Christian activist Dane Duplessis (left) and Cassiem Augustus of the International Transport Workers’ Federation have helped free several trafficked Filipino fishermen. LINKEDIN/FACEBOOK
SAN FRANCISCO — In one of Africa’s largest ports, in Cape Town, South Africa, many boats come for fuel and repairs. Many of the fishermen on these boats are from Southeast Asia, including the Philippines, and they are victims of abuse and forced labor, according to a report in TheGuardian.com.
Alex (surname withheld), a 32-year-old Filipino, earned only a few hundred dollars after a year at sea. The captain, he said, promised to pay him when he returned home. His crewmates have been told the same thing.

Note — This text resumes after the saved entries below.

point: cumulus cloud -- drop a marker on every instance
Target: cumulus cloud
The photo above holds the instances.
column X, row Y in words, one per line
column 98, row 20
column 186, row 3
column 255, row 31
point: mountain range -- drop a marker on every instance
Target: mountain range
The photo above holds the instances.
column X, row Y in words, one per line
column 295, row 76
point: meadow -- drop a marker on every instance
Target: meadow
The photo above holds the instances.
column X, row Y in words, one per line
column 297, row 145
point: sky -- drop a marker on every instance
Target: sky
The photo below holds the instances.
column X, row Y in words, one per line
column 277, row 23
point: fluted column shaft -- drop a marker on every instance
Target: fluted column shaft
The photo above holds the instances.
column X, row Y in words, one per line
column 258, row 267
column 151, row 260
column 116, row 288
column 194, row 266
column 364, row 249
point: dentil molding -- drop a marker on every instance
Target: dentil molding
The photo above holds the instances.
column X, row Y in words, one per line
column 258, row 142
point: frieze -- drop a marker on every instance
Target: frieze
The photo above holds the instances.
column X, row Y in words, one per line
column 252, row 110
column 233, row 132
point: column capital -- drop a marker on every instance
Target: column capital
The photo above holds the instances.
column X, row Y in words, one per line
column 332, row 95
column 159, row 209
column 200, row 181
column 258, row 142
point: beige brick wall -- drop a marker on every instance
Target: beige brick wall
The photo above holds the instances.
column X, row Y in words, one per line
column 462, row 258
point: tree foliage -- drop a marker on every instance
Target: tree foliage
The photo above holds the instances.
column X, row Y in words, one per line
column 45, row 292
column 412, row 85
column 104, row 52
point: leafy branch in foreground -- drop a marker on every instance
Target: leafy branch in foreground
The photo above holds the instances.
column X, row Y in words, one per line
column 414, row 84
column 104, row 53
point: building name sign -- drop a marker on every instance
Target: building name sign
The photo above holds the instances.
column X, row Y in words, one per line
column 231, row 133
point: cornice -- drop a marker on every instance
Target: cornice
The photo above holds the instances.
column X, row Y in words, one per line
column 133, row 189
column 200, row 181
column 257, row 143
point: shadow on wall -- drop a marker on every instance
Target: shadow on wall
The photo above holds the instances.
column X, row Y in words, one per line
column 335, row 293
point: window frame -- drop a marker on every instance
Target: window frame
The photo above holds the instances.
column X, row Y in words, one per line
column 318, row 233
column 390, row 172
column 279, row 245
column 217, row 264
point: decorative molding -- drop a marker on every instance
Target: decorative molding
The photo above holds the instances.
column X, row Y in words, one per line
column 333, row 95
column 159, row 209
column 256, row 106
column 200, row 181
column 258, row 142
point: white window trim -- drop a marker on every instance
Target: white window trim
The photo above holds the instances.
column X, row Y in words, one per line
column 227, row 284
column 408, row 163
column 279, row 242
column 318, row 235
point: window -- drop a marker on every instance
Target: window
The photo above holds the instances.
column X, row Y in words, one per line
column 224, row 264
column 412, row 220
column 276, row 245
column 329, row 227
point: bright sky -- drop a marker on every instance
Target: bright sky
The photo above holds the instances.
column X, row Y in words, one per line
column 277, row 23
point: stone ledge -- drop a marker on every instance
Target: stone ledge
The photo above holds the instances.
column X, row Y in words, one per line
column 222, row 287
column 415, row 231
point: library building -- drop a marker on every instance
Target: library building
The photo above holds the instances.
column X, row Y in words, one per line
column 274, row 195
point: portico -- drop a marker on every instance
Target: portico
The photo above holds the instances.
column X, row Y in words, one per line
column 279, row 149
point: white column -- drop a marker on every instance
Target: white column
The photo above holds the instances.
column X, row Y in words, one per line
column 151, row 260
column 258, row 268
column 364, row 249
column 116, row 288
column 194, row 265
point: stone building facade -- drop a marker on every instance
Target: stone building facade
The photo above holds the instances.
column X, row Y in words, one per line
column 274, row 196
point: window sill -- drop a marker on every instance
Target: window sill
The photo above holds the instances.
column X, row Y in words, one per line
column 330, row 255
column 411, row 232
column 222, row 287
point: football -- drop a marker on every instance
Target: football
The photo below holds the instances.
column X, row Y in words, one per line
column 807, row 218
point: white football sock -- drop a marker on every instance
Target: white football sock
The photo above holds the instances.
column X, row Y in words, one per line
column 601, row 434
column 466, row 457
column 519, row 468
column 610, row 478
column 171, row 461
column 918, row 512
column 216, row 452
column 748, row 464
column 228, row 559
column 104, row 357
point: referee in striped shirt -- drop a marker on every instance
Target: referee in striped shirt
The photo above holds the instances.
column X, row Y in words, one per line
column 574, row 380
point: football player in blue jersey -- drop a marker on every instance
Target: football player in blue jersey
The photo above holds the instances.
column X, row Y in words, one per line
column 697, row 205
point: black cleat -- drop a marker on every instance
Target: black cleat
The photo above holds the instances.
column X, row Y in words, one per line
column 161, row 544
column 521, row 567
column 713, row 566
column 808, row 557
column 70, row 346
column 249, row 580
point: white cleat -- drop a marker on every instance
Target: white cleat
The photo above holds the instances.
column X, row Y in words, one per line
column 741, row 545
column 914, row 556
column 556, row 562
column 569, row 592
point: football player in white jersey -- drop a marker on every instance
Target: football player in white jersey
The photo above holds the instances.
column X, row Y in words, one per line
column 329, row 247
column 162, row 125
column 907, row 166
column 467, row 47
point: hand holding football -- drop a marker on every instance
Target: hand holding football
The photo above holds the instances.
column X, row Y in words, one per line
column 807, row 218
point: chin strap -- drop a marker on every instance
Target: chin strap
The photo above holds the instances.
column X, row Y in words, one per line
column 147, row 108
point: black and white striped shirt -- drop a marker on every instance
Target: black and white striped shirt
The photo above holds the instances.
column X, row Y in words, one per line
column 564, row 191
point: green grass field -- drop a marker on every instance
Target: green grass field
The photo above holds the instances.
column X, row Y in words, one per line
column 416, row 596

Dane Duplessis, chaplain with the charity Biblia, a South African Christian NGO, found six Filipinos, including Alex, who told him about their plight. Duplessis said the boat was squalid. The seafarers’ passports are with the captain, and they haven’t seen their contracts.
In another case, Benjamin, 24, a farmer back in the Philippines, said he hadn’t been paid after five months at sea on a Taiwanese-flagged vessel, and that the crew was beaten regularly for not working hard enough.
Several seafarers went to the Mission to Seafarers in Cape Town to seek help. Duplessis works at the Mission alongside Cassiem Augustus, an inspector with the International Transport Workers’ Federation (ITF). The two planned the escape of more than 25 crew members, he brought them to a safe house, negotiated with the ship owner’s agency and arranged for the men to be flown home at the company’s expense. Now Benjamin is back home in the Philippines with his family, but he doesn’t expect to ever get the money he’s owed.
Duplessis and Augustus have managed to free victims of forced labor or obtained unpaid wages over the years from agencies in South Africa. But they have little influence over the recruitment agencies in charge of paying fishermen in their home countries, according to the Guardian.